In Asia, manufacturing hubs like Vietnam are just emerging from a wave of the coronavirus, causing a disruption in production. While China is also facing an energy crunch leading to shutdowns at manufacturing hubs and ports, as well as typhoons that shut down operations and brought about a record number of ships queued around Hong Kong and Shenzhen earlier in October.
At the same time, back on the US side efforts to clear the backlog have had spotty success even with the new 24/7 operations. As of last week, more than 70 container ships were anchored off the Los Angeles coast, carrying a total of around half a million containers. Meanwhile, only 40% of the vessels arriving at the Long Beach port are running on schedule, causing further delays in unloading them and getting goods to their final destination.
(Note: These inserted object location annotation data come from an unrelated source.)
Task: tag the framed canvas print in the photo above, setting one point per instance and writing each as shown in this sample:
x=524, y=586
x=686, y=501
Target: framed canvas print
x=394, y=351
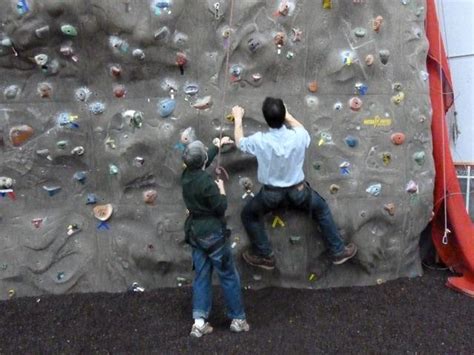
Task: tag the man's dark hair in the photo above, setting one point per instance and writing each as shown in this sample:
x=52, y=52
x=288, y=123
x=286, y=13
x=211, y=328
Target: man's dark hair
x=274, y=112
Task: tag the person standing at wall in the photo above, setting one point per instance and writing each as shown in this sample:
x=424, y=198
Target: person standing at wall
x=206, y=232
x=280, y=154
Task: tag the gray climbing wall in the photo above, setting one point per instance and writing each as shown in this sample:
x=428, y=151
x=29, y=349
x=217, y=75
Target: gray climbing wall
x=96, y=95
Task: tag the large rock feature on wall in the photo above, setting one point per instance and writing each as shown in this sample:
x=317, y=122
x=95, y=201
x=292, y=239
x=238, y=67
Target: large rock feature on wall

All told, it’s estimated that 77% of ports around the world are experiencing abnormally long times to turnaround traffic, and as 2021 has repeatedly demonstrated, a bottleneck in one corner of the globe eventually increases backlogs or shortages in another. So with almost every major port in the world currently experiencing high congestion, it’s looking more and more likely that Christmas could get stuck on a shipping container this year.